上面只是引子,我想看看netty是如何处理这个细节的。关于netty的架构和设计,什么EventLoopGroup、EventLoop、Pipepline、ChannelHandler网上说的很多了。今天要做的是看netty如何封装java NIO的accept、register,如何进行select,下面开始。
NioEventLoop.java
EventLoop在netty的线程模型中就是一个线程,事件循环的意思。首先来看看他在循环做什么。
- 第一件事,会进行select,获取selectedKeys,处理这些keys(这里的select都是有超时设置的,不会永久等待)

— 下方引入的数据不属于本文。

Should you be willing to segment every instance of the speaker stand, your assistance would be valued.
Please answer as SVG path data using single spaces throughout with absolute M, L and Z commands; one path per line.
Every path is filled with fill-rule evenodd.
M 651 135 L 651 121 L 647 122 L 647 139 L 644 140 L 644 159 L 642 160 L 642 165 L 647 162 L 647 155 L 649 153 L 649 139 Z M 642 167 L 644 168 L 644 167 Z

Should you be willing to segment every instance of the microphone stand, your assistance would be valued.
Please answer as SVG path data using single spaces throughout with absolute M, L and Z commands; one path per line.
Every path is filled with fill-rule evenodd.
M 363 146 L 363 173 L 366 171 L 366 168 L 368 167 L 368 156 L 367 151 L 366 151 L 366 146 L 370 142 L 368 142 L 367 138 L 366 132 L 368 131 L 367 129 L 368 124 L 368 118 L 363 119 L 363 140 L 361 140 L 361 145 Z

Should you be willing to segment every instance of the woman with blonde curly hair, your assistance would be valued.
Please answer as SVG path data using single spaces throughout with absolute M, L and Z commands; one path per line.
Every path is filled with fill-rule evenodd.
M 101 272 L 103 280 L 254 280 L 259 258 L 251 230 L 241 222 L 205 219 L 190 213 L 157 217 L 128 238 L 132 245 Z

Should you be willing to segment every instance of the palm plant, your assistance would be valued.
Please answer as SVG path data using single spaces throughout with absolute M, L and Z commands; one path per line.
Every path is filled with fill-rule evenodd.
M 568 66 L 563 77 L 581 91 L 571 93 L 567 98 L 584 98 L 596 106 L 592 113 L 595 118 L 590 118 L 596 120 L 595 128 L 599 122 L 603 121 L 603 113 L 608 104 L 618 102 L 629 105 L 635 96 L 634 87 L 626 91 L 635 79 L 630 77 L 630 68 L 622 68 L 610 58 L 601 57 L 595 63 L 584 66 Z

- 第二件事,处理提交的异步任务,见hasTasks 、runAllTasks
可能要问了,哪来的tasks,等会会讲,放下这部分代码。
@Override
protected void run() {
int selectCnt = 0;
for (;;) {
try {
int strategy;
try {
strategy = selectStrategy.calculateStrategy(selectNowSupplier, hasTasks());
switch (strategy) {
case SelectStrategy.CONTINUE:
continue;
case SelectStrategy.BUSY_WAIT:
// fall-through to SELECT since the busy-wait is not supported with NIO
case SelectStrategy.SELECT:
long curDeadlineNanos = nextScheduledTaskDeadlineNanos();
if (curDeadlineNanos == -1L) {
curDeadlineNanos = NONE; // nothing on the calendar
}
nextWakeupNanos.set(curDeadlineNanos);
try {
if (!hasTasks()) {
strategy = select(curDeadlineNanos);
}
} finally {
// This update is just to help block unnecessary selector wakeups
// so use of lazySet is ok (no race condition)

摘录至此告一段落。